Algorithm 4: Graph2Img (U, P, w)

Similarly, we also can build image I₂ using the third and fourth features of all nodes, build image I₃ using the fifth and sixth features of all nodes, and so on. Totally, we can build d_PCA/2 images from the graph node embedding space. However, we don't have to use all the d_PCA /2 images, because PCA method is used to reduce and align the features into a sequential list. In this study, we only use the first four features to build two images I₁ and I₂, which is enough to analyze and classify the brain network, shown in Figure 3.

FIGURE 3

Figure 3. Schematic of representing graph as images, (A) segments of MEG waveform from a healthy control, (B) use 273 sensors as nodes, PLI as edges to build brain network, (C) each in the graph is represented by a d/2 dimensional vector, (D) use PCA method to align and reduce the vectors, (E) build 2D histogram, in this study, each feature is divided into ten bins, therefore, each value in the 10 × 10 matrix is the number of nodes falling into the corresponding bin, and the sum of all pixel values is 273, which is the number of sensors, (F) 3D visualization of histogram.

CNN Architecture

The brain network is represented by two images I₁ and I₂. We can also recognize I₁ and I₂ as two channels of one image, just like (R,G,B) channels in the color images. Then we can use these images as an input to CNN. In this study, our CNN structure is based on LeNet-5 (LeCun et al., 1998), there are seven layers totally, including input layer (I1), convolution layer 1 (C2), convolution layer 2 (C3), pooling layer (P4), full connection layer 1 (F5), full connection layer 2 (F6), and output layer (F7), shown as Figure 4.

FIGURE 4

Figure 4. Schematic representation of CNN structure.

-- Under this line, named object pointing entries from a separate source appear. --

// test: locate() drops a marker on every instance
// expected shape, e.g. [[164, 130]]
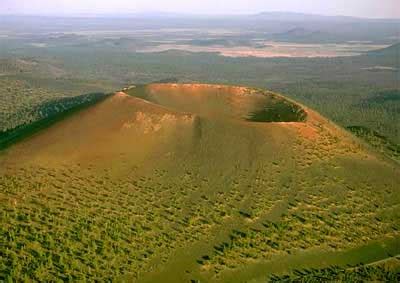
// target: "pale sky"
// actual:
[[358, 8]]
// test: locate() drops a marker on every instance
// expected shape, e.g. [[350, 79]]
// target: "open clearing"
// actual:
[[180, 182]]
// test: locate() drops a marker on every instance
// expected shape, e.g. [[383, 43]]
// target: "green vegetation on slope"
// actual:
[[226, 198]]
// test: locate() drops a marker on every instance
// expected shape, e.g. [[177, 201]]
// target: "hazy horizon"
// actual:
[[358, 8]]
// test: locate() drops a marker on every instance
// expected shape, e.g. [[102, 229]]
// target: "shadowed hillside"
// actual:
[[187, 182]]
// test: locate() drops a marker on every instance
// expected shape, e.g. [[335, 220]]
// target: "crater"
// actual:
[[222, 102]]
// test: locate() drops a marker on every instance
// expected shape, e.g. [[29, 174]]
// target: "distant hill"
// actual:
[[193, 183], [391, 51]]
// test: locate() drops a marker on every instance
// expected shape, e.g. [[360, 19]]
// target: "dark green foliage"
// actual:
[[48, 114], [279, 110], [378, 141]]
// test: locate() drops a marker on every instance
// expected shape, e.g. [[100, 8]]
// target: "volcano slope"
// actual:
[[187, 182]]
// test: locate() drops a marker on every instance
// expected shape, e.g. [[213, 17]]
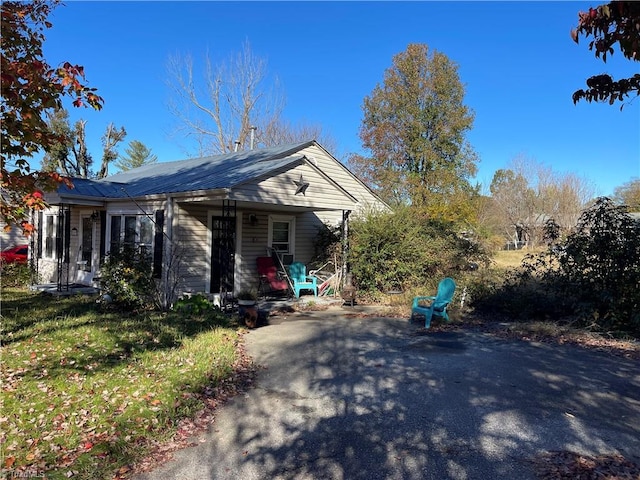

Firstly, the input layer is a 10 × 10 image. Then, the first convolution layer is 32 kernels of 3 × 3 feature map, each kernel computes a convolution of the input image with a ReLU activation function. The second convolution layer is 128 kernels of 3 × 3 feature map with a ReLU activation function, followed by a 2 × 2 max pooling layer. Next, there two fully-connected layers with 32 nodes and 16 nodes. Finally, the output layer with two output nodes is used to classify the input images into two categories based on the softmax function.

Experiment and Result

In this section, we applied our method on the clinical MEG dataset, which is consists of 40 subjects, 20 healthy controls (subject ID: 1 to 20) and 20 patients with migraine (subject ID: 21–40). All these MEG data were obtained from Cincinnati Children's Hospital Medical Center (CCHMC) and Nanjing Brain Hospital, and the target is to classify MEG data into two classes: the abnormal subjects and the healthy controls.

Our method use some open-source toolkits, MEG data is pre-processed by using FieldTrip toolkit (Oostenveld et al., 2011), brain network is built by using FieldTrip toolkit, graph node embedding is calculated by using node2vec toolkit (Grover and Leskovec, 2016), PCA is performed by using Matlab PCA toolkit, histogram of vectors is calculated by using histograms python toolkit (Tixier et al., 2017), our CNN is implemented using the Keras model with tensorflow (Abadi et al., 2016) backend. All these algorithms are run on Intel Core i7-6700 3.4 GHz CPU and 8 GB of RAM, under Windows 7 × 64 operating system and Python 3.5.

In this study, brain networks of MEG data are represented as images with two channels and resolution 10 × 10. We perform 4-fold cross-validation; the 40 MEG datasets are randomly split into four equal size subsamples. In each run, three subsamples are selected as the train grouping, and the remaining single subsample is retained as the test group. Input all these images of train group into our CNN architecture, and the categorical cross-entropy loss is optimized with Adam. To avoid over-fitting, dropout = 0.25 is used after convolution layers C2, C3 and fully-connected layer F5, and early stopping is also used after every epoch, so the number of epochs of each run is different. The training parameters are as following: dropout rate = 0.25, regularization weight = 5 × 10⁻⁴, learning rate = 0.001, momentum = 0.1, training epoch = 1,000, iteration = 10. After training from CNN, the filter kernels of convolution layers (C2, C3) and the weights of full-connected layers (F5, F6) can be determined, then the training results can be used to validate the test group.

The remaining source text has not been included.